CytoPy Tutorials

We have a number of Jupyter Notebooks that provide detailed examples of how to use CytoPy. Broken down into the common tasks these are:

  1. Autonomous gating

  2. Visualising and correcting batch effects

  3. Supervised classification of FlowCAP and T cell subsets

  4. High dimensional clustering

  5. Feature extraction and selection

General note on utilities

CytoPy offers a number of utility modules useful for studying cytometry data. For the most part, the user can access the general class structures of CytoPy and not have to touch these individual utility modules. However, you will be passing arguments that call on these utilities, so it is useful to understand what is going on under the hood.

Transformations

The cytopy.flow.transform module houses functionality for common data transforms applied to cytometry data:

Data transformation is handled by the Transformer class with a child class for each of the logicle, hyperlog, log, and inverse hyperbolic sine transformations. A Transformer is initialised with the parameters of the transformation function to be applied and then exposes data to two functions:

  • scale - takes a DataFrame and list of columns to transform and returns the transformed DataFrame

  • inverse_scale - takes a DataFrame of previously transformed data and a list of columns to inverse this transformation for, and returns the DataFrame with data of the original scale

There are a couple of convenient functions in this module that construct the Transformer class and return the transformed data and the Transformer, which can then be used to inverse the transformation at a later point. These functions are:

  • apply_transform - takes the data, transform method as a string, and the features (columns) to transform, applying the same transformation to each column.

  • apply_transform_map - same as above except it takes a dictionary where the key is the name of the feature (column) to transform and the value is the transform method to be applied; this enables different transforms to be applied to different features.

Finally, the transform module also provides the Scaler class, a convenient wrapper for Scikit-Learn’s scaling functions. The user constructs this class by specifying a method which then will apply a scaling function:

  • “standard” - sklearn.preprocessing.StandardScaler

  • “minmax” - sklearn.preprocessing.MinMaxScaler

  • “robust” - sklearn.preprocessing.RobustScaler

  • “maxabs” - sklearn.preprocessing.MaxAbsScaler

  • “quantile” - sklearn.preprocessing.QuantileTransformer

  • “yeo_johnson” - sklearn.preprocessing.PowerTransformer

  • “box_cox” - sklearn.preprocessing.PowerTransformer

Making a call to this function with a DataFrame and a list of features (columns) will apply scaling to the DataFrame. Additionally, where supported, the user can call inverse on the same DataFrame and inverse the scaling performed.

Sampling

Throughout CytoPy when we want to take a sample of our data, often to make our operations computationally viable, we will specify a sampling method and we will be offered the option to pass additional keyword arguments for this sampling method. When this action occurs, we are making a call to one of the functions in the cytopy.flow.sampling module. The functions within this module are:

  • uniform_downsampling (‘uniform’) - wraps the Pandas DataFrame sampling method with some additional error handling. Will downsample the given dataframe with a uniform weight given to each row.

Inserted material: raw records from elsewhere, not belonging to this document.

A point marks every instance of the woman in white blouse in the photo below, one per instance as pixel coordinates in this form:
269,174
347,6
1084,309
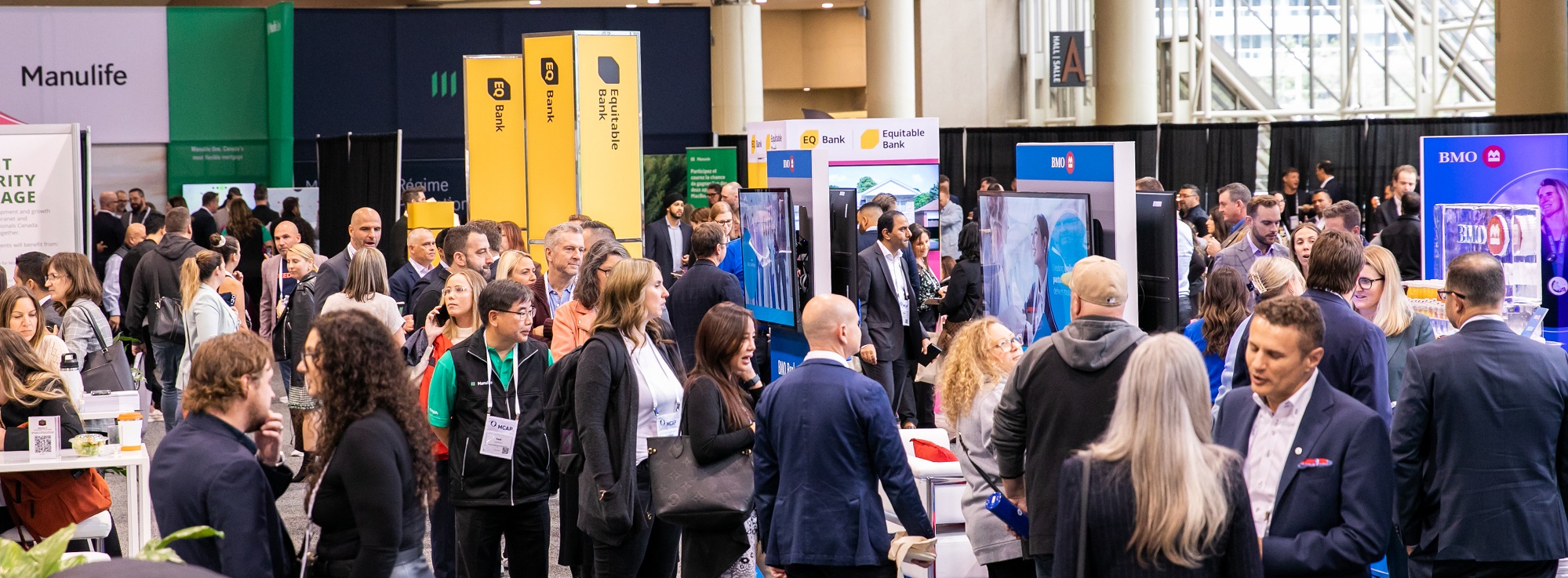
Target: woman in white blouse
367,290
206,312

  • faithful_downsampling (‘faithful’) - an implementation of faithful downsampling as described in: Zare H, Shooshtari P, Gupta A, Brinkman R. Data reduction for spectral clustering to analyze high throughput flow cytometry data. BMC Bioinformatics 2010;11:403

  • density_dependent_downsampling (‘density’) - density dependent down-sampling to remove risk of under-sampling rare populations. Originally described in SPADE, this algorithm constructs a nearest neighbour tree to estimate local density and assigns a higher probability for sampling events in low density regions whilst also ignore outliers.

For more information regarding the parameters to control each of these methods, please see their individual API docs.

Dimension reduction

Dimension reduction is a popular method for visualising cytometry data and is useful for data exploration. CytoPy has a common function for performing dimension reduction: cytopy.flow.dim_reduction.dimensionality_reduction.

This function takes the target DataFrame and a list of features (columns) to be used when generating the desired embedding. We specify the method to use as a string; supported methods should be familiar to those in the bioinformatics domains and are: ‘UMAP’, ‘PCA’, ‘KernelPCA’, ‘PHATE’, and ‘tSNE’, with the objective to expand supported methods in future versions.

By default, the DataFrame is returned with the generated embeddings as appended columns. The column names will carry the name of the method followed by the index of the embedding starting from 1; e.g. if we use UMAP and set n_components to 4, then these columns will be “UMAP1”, “UMAP2”, “UMAP3” and “UMAP4”.

UMAP and PHATE are computed using the UMAP and PHATE objects from the umap and phate libraries respectively. Other methods are provided by Scikit-Learn. The additional parameters we might want to pass to these methods are passed as additional keyword arguments to dimension_reduction. We can also specify to return the reducer object and also specify to just return the embeddings and not the whole DataFrame.